The animal in question was a species of tardigrade, a microscopic creature sometimes referred to as a “water bear” that is perhaps the hardiest lifeform on Earth. There are over1,000 known species, all of which have eight legs and measure between 0.5 and 1.2 mm in length, and they are found more or less everywhere.
As Brian Resnick wrote recently for Vox: “Pick up a piece of moss, and you’ll find tardigrades. In the soil: tardigrades. The ocean: You get it. They live on every continent, in every climate, and in every latitude. Their extreme resilience has allowed them to conquer the entire planet.”
This resilience comes from tardigrades’ ability, when conditions are especially harsh, to enter a state known cryptobiosis (or anabiosis). They achieve this by expelling 95 percent or more of their water, creating proteins and sugars to protect their cells, massively reducing or even suspending their metabolism, and tucking in their heads and legs to form a pill-shaped “tun.”

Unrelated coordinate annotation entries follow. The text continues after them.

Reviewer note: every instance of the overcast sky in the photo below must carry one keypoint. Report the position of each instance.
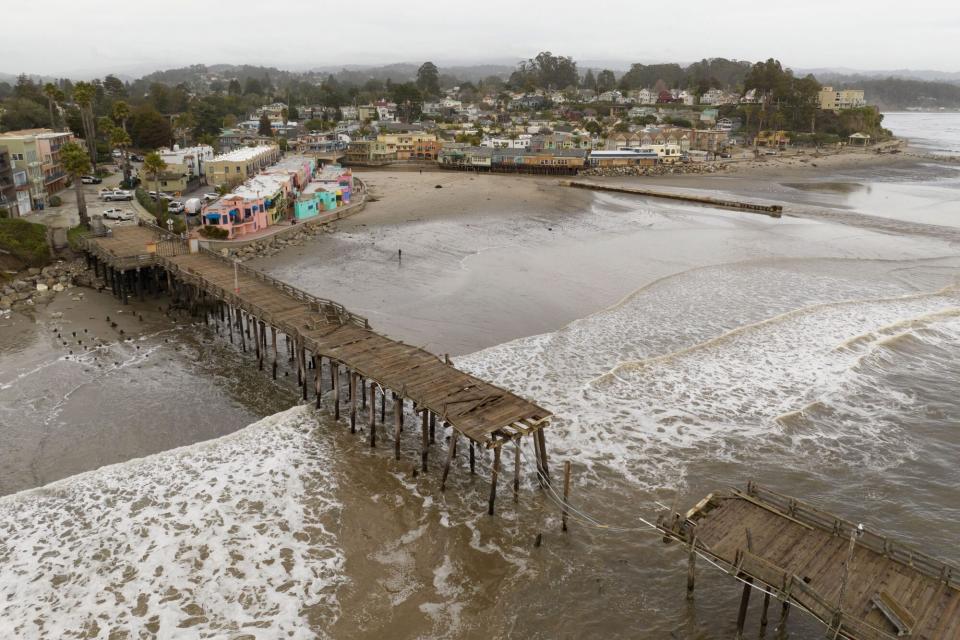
(75, 37)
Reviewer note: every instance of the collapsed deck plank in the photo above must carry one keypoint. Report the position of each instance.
(801, 553)
(479, 410)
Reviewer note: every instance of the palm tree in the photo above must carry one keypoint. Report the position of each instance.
(153, 166)
(121, 113)
(54, 95)
(83, 94)
(183, 124)
(77, 163)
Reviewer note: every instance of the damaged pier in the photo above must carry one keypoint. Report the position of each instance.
(338, 349)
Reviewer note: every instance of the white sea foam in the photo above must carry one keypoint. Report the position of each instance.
(664, 371)
(235, 536)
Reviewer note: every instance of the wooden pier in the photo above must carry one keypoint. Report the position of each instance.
(772, 210)
(859, 584)
(322, 336)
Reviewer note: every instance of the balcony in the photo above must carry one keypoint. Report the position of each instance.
(53, 177)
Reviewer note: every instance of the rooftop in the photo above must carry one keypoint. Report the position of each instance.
(244, 153)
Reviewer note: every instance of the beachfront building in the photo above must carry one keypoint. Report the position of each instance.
(411, 145)
(240, 164)
(184, 166)
(332, 187)
(836, 100)
(36, 153)
(231, 139)
(557, 161)
(320, 143)
(8, 191)
(369, 152)
(463, 157)
(626, 157)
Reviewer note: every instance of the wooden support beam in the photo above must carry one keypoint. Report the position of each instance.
(543, 453)
(451, 452)
(691, 567)
(516, 470)
(335, 379)
(397, 424)
(256, 340)
(302, 356)
(273, 342)
(353, 402)
(493, 480)
(424, 440)
(782, 623)
(763, 614)
(373, 415)
(744, 603)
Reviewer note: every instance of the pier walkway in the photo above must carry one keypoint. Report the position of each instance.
(859, 584)
(144, 260)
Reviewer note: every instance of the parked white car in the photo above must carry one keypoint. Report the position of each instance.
(118, 214)
(109, 195)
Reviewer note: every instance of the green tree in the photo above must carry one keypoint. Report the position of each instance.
(154, 166)
(121, 113)
(264, 127)
(148, 128)
(183, 125)
(83, 95)
(113, 86)
(20, 113)
(76, 162)
(589, 81)
(54, 97)
(606, 80)
(428, 79)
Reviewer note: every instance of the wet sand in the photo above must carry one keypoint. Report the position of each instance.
(718, 327)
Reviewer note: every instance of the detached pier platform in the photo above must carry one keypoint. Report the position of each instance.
(861, 585)
(323, 338)
(772, 210)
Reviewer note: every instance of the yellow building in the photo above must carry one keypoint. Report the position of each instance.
(240, 164)
(406, 145)
(831, 100)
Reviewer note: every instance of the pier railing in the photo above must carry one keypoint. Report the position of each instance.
(810, 515)
(321, 305)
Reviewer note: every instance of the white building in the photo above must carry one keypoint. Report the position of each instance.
(190, 160)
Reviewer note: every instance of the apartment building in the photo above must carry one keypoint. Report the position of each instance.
(8, 192)
(240, 164)
(36, 153)
(836, 100)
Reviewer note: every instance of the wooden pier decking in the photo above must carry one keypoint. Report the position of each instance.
(137, 260)
(772, 210)
(859, 584)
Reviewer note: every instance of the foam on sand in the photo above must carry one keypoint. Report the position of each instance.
(237, 535)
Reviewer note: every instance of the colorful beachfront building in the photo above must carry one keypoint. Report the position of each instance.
(272, 195)
(332, 187)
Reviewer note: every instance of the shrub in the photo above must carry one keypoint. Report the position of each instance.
(26, 241)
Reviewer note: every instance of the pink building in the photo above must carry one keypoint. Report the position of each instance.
(238, 214)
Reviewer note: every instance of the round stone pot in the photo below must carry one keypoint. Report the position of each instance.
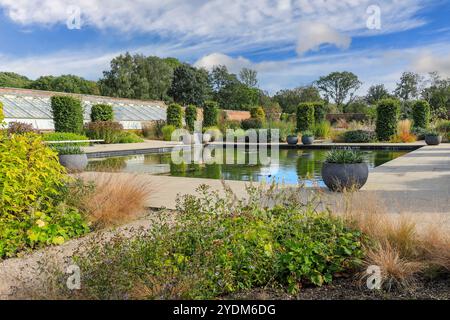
(307, 140)
(340, 177)
(74, 162)
(433, 140)
(292, 140)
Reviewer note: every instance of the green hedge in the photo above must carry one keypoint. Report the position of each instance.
(102, 112)
(190, 117)
(421, 114)
(67, 114)
(305, 116)
(388, 112)
(174, 115)
(210, 114)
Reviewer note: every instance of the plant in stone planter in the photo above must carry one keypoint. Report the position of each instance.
(292, 138)
(71, 157)
(344, 170)
(433, 138)
(307, 137)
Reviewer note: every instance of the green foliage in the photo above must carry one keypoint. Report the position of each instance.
(359, 136)
(421, 114)
(19, 128)
(14, 80)
(65, 136)
(66, 83)
(251, 123)
(258, 113)
(109, 131)
(322, 130)
(167, 131)
(102, 112)
(219, 245)
(32, 214)
(67, 114)
(305, 116)
(344, 156)
(387, 119)
(190, 117)
(210, 114)
(175, 115)
(138, 77)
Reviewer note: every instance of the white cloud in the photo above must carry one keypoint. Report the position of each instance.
(313, 34)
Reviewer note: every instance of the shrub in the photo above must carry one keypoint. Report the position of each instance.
(258, 113)
(65, 136)
(387, 118)
(359, 136)
(109, 131)
(191, 117)
(67, 114)
(19, 128)
(322, 130)
(217, 246)
(210, 114)
(251, 123)
(175, 115)
(167, 131)
(305, 116)
(320, 111)
(344, 156)
(32, 181)
(102, 112)
(421, 114)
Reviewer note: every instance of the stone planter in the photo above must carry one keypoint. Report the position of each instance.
(339, 177)
(74, 162)
(292, 140)
(307, 140)
(433, 140)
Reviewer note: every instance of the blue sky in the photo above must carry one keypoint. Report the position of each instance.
(289, 42)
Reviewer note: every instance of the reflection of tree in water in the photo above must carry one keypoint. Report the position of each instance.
(108, 165)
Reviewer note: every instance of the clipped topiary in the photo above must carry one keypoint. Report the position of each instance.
(305, 116)
(210, 114)
(190, 117)
(174, 115)
(102, 112)
(388, 112)
(67, 114)
(421, 114)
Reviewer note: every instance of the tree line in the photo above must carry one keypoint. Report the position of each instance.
(168, 79)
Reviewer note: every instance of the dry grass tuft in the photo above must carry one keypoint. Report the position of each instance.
(404, 245)
(117, 199)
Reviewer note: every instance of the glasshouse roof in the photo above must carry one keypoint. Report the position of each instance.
(33, 104)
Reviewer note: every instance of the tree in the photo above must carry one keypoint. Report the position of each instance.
(376, 93)
(408, 87)
(66, 83)
(290, 99)
(190, 85)
(14, 80)
(249, 77)
(137, 77)
(339, 86)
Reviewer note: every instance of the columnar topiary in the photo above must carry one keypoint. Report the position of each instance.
(102, 112)
(210, 114)
(305, 116)
(190, 117)
(67, 114)
(258, 113)
(388, 112)
(320, 111)
(175, 115)
(421, 114)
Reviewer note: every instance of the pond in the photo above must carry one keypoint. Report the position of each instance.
(293, 166)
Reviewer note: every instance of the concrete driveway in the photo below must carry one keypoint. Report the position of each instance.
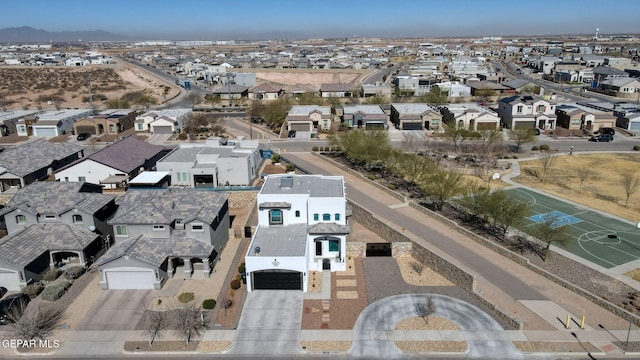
(116, 310)
(270, 323)
(373, 331)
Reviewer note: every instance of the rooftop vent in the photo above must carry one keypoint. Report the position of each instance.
(286, 182)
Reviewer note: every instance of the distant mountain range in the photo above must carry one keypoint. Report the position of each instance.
(28, 34)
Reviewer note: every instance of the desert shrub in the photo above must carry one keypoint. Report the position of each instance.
(55, 292)
(186, 297)
(33, 290)
(208, 304)
(235, 284)
(73, 272)
(51, 274)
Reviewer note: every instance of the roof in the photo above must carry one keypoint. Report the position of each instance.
(21, 248)
(155, 251)
(25, 159)
(313, 185)
(126, 155)
(58, 197)
(287, 240)
(163, 206)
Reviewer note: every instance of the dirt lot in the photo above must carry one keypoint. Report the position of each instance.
(29, 87)
(602, 190)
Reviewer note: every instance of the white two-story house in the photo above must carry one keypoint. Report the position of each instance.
(164, 233)
(302, 227)
(527, 112)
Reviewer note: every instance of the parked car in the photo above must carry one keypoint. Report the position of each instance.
(12, 307)
(602, 138)
(83, 136)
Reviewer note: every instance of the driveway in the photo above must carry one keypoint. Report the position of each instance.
(270, 323)
(372, 335)
(116, 310)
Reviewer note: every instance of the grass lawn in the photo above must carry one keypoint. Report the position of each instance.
(603, 190)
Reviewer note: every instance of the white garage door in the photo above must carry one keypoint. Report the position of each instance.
(10, 280)
(44, 132)
(130, 279)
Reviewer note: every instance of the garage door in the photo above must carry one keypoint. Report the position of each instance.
(44, 132)
(487, 126)
(86, 129)
(277, 280)
(411, 126)
(299, 127)
(130, 279)
(162, 130)
(10, 280)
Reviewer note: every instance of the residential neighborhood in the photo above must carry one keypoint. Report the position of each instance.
(241, 189)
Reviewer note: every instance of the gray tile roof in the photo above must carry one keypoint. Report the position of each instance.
(127, 154)
(163, 206)
(55, 197)
(276, 241)
(25, 159)
(21, 248)
(155, 251)
(314, 185)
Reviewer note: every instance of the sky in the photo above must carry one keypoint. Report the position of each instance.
(301, 19)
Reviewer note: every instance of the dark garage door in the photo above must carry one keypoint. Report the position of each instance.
(412, 126)
(277, 280)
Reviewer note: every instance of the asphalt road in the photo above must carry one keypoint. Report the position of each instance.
(508, 283)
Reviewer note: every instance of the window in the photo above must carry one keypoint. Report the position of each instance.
(121, 230)
(275, 217)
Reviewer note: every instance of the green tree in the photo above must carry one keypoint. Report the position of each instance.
(550, 232)
(522, 136)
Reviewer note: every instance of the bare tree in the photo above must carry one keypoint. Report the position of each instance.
(631, 183)
(425, 309)
(157, 322)
(35, 323)
(547, 161)
(416, 266)
(187, 321)
(583, 173)
(550, 231)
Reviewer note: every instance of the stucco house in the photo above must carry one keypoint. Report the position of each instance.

In tun form, tardigrades can withstand conditions from boiling water to absolute zero, and pressures six times greater than those found in the deepest part of the ocean. In 2007, the European Space Agency even launched a payload of tardigrades in tun form into space; retrieved 10 days later after the satellite returned to Earth, some of the tardigrades came back to life upon rehydration and even went on to reproduce, the first animals to survive the vacuum of space.
Even by tardigrade standards, however, the most recent example of survival skills is impressive. The water bears in question were in a moss sample that was collected in November 1983 during a Japanese research expedition to Antarctica. The moss was stored at -20 degrees C after collection. In May 2014, researchers began to thaw out the moss, teased it apart with tweezers and found two tardigrades — which they delightfully dubbed Sleeping Beauty 1 and 2 (or SB-1 and SB-2 to their friends) — in tun form.
Recovery was steady but slow, the researchers write in the journal Cryobiology: “SB-1 first showed slight movement in its 4th pair of legs on the first day after rehydration. This progressed to twisting of the body from day 5 along with movement in its 1st and 2nd pairs of legs, but the movements remained slow. After starting to attempt to lift itself on day 6, SB-1 started to slowly crawl on the agar surface of the culture well on day 9, and started to eat the algal food provided the culture plate on day 13.”